Many have said that, while the Lombardi Trophy will reside at Gillette Stadium, the Patriots won no style points in victory – some have gone so far as to say that this was the most boring Super Bowl in its fifty-three years. While I understand my opinion might be skewed, allow be to rebut this claim: I concede that if you are a fan of offense, this game (with a single touchdown scored on a two-yard running play late in the contest) was less than spectacular; but football is not one-sided, and the other two dimensions of the game (defense and special teams) were incredible and, with only a few penalties and no reviewed, challenged or reversed plays, both teams made plays worthy of a world champion.
I am glad that the Patriots won, if for no other reason than the shared camaraderie among the diverse demographic over the celebration of the superiority of Brady and Belichick and the best football team evah! I am also glad that the season is over: there will be fewer people remaining home or leaving immediately after church each Sunday at noon; there will be a cessation of the idol-worship of great (though mostly morally flawed) athletes; and there will be a few weeks before the perceived superiority expressed by some rabid fans over other parts of the country will resurface (when the Celtics and Bruins look to enter the playoffs).

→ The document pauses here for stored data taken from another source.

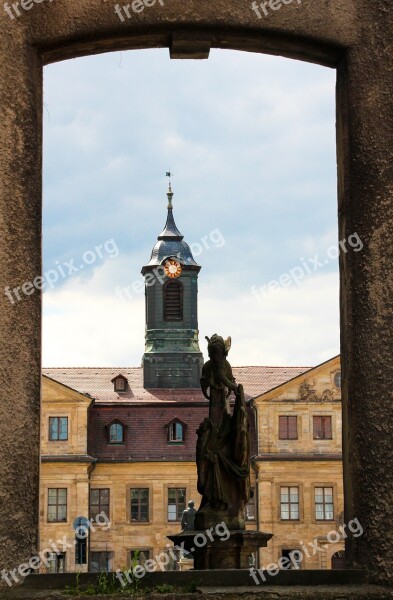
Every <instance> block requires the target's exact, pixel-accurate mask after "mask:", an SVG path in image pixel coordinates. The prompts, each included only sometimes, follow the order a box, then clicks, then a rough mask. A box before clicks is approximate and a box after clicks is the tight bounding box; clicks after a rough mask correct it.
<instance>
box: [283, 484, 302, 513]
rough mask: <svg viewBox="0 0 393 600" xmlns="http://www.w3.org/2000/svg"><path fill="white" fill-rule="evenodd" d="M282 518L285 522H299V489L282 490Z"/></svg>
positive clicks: (294, 487)
mask: <svg viewBox="0 0 393 600" xmlns="http://www.w3.org/2000/svg"><path fill="white" fill-rule="evenodd" d="M280 507H281V508H280V518H281V519H282V520H283V521H298V520H299V488H298V487H282V488H280Z"/></svg>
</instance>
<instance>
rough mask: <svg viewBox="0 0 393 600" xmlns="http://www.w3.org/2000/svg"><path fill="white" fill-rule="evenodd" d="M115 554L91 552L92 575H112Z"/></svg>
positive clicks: (108, 552) (90, 566)
mask: <svg viewBox="0 0 393 600" xmlns="http://www.w3.org/2000/svg"><path fill="white" fill-rule="evenodd" d="M112 557H113V552H94V551H91V552H90V571H91V573H110V572H111V570H112V568H111V561H112Z"/></svg>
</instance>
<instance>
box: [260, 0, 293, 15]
mask: <svg viewBox="0 0 393 600" xmlns="http://www.w3.org/2000/svg"><path fill="white" fill-rule="evenodd" d="M294 1H295V0H265V1H263V2H260V3H259V2H255V0H254V2H252V3H251V8H252V10H253V11H254V12H255V14H256V15H257V17H258V19H262V13H263V14H264V15H265V17H268V16H269V14H270V12H271V11H276V10H280V8H282V6H283V4H284V5H285V4H292V2H294ZM296 2H297V3H298V4H301V3H302V0H296Z"/></svg>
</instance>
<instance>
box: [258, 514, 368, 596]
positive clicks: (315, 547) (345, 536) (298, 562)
mask: <svg viewBox="0 0 393 600" xmlns="http://www.w3.org/2000/svg"><path fill="white" fill-rule="evenodd" d="M346 529H348V531H350V532H351V533H352V535H353V537H354V538H357V537H360V536H361V535H363V527H362V526H361V524H360V523H359V520H358V519H352V521H349V523H348V525H346V524H344V525H340V527H339V528H338V531H335V530H334V529H333V530H332V531H329V533H328V534H327V535H326V540H327V542H328V543H327V544H323V545H322V546H320V545H319V544H318V539H317V538H315V539H314V540H313V541H312V542H308V543H307V544H304V543H303V540H301V541H300V542H299V546H300V548H301V550H300V549H296V550H292V551H291V552H290V553H289V554H288V556H282V557H281V558H280V559H279V560H278V562H277V563H270V565H268V566H267V567H266V568H264V567H262V568H261V569H255V567H252V568H251V569H250V577H252V578H253V580H254V582H255V583H256V585H259V584H260V583H261V581H262V582H265V581H266V574H267V575H269V576H270V577H275V576H276V575H278V573H279V572H280V571H282V570H285V569H300V565H301V563H302V562H303V560H304V557H305V556H306V557H307V558H311V557H312V556H315V555H316V554H317V553H318V552H324V551H325V550H326V548H327V547H328V546H329V544H337V543H338V542H341V541H342V540H343V539H345V538H347V537H348V533H347V531H345V530H346ZM311 551H312V552H311Z"/></svg>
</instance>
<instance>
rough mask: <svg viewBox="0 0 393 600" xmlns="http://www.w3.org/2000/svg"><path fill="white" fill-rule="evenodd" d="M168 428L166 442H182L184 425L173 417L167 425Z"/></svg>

Perhaps in these intervening weeks we can celebrate a biblical truth witnessed by millions watching the big game from Atlanta.
No, I strike a blow to my body and make it my slave so that after I have preached to others, I myself will not be disqualified for the prize. 1 Corinthians 9:27 (NIV)
What would happen if the followers of Christ were willing to engage the opponent with a similar attitude toward discipline that the players in the Super Bowl maintained? What if we were willing to take the blows, in accordance with the rules, to advance the Gospel that National Football League endure to move the ball toward the goal line? As the game on Sunday night vividly made evident, much of the gains are hard fought and much of the actions of the opponent are difficult to defend. Nearly two hundred years ago, a New York Senator, William L. Marcy, said, “To the victor belong the spoils”; I think a better expression might be that, win or lose, the spoils (the goods or benefits taken from one’s competitor) belong to the disciplined.
Happily, that was my home team this year. In the end, win or lose, they all played a great game, and that is something to celebrate… and emulate.